Linear Mixed-Effects Regression
Mixed-effects regression goes by many names, including hierarchical linear model, random coefficient model, and random parameter models. In a mixed-effects regression, some of the parameters are “random effects” which are allowed to vary over the sample. Others are “fixed effects”, which are not. Note that this use of the term “fixed effects” is not the same as in fixed effects regression.

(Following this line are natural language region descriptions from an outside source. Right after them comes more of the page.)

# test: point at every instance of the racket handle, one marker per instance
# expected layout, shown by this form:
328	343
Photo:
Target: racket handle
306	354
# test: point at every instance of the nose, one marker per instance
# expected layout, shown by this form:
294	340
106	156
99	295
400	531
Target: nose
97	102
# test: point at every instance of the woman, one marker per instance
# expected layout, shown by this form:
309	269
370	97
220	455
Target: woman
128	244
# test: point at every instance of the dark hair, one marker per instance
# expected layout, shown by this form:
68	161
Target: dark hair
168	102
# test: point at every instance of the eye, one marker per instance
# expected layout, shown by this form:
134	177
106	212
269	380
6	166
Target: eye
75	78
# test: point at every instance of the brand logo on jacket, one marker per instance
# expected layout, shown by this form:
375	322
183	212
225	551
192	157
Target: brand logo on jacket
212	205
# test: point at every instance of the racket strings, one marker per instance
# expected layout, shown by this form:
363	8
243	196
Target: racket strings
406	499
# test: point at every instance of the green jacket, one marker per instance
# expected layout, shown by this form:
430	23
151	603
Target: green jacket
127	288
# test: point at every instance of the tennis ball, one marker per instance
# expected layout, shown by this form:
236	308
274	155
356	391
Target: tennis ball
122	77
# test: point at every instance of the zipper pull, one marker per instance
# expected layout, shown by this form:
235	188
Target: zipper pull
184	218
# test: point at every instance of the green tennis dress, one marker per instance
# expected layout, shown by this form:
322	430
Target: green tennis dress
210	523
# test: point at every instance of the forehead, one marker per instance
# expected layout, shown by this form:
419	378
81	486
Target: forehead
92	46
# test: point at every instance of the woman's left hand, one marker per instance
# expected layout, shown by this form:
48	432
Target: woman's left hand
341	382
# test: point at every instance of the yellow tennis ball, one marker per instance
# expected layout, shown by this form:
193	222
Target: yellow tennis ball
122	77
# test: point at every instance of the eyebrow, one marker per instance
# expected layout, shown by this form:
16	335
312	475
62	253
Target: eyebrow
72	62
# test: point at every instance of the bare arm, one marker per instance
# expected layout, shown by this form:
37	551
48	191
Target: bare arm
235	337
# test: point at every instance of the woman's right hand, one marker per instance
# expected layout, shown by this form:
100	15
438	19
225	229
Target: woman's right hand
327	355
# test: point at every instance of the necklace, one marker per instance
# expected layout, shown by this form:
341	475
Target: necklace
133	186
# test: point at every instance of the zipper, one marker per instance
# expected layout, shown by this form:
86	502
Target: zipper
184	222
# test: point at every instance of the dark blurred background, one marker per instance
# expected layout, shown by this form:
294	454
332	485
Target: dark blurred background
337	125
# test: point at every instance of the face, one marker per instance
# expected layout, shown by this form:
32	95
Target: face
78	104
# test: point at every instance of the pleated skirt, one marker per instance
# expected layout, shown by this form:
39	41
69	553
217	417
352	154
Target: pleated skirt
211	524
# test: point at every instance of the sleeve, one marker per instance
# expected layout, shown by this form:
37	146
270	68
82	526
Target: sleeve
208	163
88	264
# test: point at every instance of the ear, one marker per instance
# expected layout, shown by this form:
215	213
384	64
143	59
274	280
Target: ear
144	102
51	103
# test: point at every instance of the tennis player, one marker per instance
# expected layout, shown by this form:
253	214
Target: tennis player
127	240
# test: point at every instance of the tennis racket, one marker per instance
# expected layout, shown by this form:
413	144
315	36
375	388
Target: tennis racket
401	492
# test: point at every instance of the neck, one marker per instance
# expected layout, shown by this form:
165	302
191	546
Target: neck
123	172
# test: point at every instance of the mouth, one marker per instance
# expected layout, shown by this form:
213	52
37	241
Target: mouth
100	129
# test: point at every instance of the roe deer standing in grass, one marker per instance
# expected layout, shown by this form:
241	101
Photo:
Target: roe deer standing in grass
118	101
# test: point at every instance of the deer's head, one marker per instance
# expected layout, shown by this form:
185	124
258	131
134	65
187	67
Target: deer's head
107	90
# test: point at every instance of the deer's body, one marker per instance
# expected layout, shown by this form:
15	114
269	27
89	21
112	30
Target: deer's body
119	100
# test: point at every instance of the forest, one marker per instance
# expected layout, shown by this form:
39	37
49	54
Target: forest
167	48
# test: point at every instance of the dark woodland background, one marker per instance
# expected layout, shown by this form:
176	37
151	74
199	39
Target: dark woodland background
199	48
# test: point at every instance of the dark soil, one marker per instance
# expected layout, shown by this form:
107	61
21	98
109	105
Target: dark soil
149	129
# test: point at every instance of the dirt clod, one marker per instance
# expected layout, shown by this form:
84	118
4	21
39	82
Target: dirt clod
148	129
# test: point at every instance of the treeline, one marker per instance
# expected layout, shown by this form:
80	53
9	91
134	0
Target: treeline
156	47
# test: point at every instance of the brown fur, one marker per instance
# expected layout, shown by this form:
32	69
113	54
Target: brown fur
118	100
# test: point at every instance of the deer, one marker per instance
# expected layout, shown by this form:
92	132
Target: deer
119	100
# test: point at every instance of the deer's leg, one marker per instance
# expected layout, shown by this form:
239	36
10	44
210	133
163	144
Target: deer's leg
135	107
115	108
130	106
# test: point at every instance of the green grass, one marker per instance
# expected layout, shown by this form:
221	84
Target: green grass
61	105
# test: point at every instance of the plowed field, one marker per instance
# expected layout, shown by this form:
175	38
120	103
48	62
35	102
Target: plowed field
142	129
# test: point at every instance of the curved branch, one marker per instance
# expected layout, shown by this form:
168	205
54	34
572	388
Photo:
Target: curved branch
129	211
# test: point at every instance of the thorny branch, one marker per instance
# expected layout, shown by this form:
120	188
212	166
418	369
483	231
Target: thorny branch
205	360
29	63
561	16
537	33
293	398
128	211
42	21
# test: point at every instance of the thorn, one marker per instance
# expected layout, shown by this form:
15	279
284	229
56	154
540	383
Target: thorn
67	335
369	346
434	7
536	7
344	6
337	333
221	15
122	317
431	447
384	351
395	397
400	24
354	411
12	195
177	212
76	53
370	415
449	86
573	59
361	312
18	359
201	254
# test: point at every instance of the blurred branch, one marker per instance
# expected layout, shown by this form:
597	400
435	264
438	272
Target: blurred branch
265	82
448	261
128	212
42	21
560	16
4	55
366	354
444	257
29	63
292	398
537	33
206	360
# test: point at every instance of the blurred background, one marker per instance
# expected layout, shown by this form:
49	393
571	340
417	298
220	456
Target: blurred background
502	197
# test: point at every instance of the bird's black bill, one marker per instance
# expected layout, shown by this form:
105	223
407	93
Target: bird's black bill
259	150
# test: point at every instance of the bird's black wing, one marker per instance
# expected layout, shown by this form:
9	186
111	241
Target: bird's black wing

For example, consider the model
\[y_{ij} = \beta_{0j} + \beta_{1j}X_{1ij} + \beta_{2}X_{2ij} + e_{ij}\]The intercept \(\beta_{0j}\) has a \(j\) subscript and is allowed to vary over the sample at the \(j\) level, where \(j\) may indicate individual or group, depending on context. The slope on \(X_{1ij}\), \(\beta_{1j}\), is similarly allowed to vary over the sample. These are random effects. \(\beta_{2}\) is not allowed to vary over the sample and so is fixed.
The random parameters have their own “level-two” equations, which may or may not include level-two covariates.
\[\beta_{0j} = \gamma_{00} + \gamma_{01}W_j + u_{0j}\] \[\beta_{1j} = \gamma_{10} + u_{1j}\]For more information see Wikipedia.
Keep in Mind
- The assumptions necessary to use a mixed-effects model in general are the same as for most linear models. However, in addition, mixed-effects models assume that the error terms at different levels are unrelated.
- At the second level, statistical power depends on the number of different \(j\) values there are. Mixed-effects models may perform poorly if the coefficient is allowed to vary over only a few groups.
- There’s no need to stop at two levels - the second-level coefficients can also be allowed to vary at a higher level.
Also Consider
- There are many variations of mixed-effects models for working with non-linear data, see nonlinear mixed-effects models.
- If the goal is making predictions within subgroups, you may want to consider multi-level regression with poststratification.
Implementations
R
One common way to fit mixed-effects models in R is with the lmer
function in the lme4 package. To fit fully Bayesian models you may want to consider instead using STAN with the rstan package. See the multi-level regression with poststratification page for more information.
# Install lme4 if necessary
# install.packages('lme4')
# Load up lme4
library(lme4)
# Load up university instructor evaluations data from lme4
data(InstEval)
# We'll be treating lecture age as a numeric variable
InstEval$lectage <- as.numeric(InstEval$lectage)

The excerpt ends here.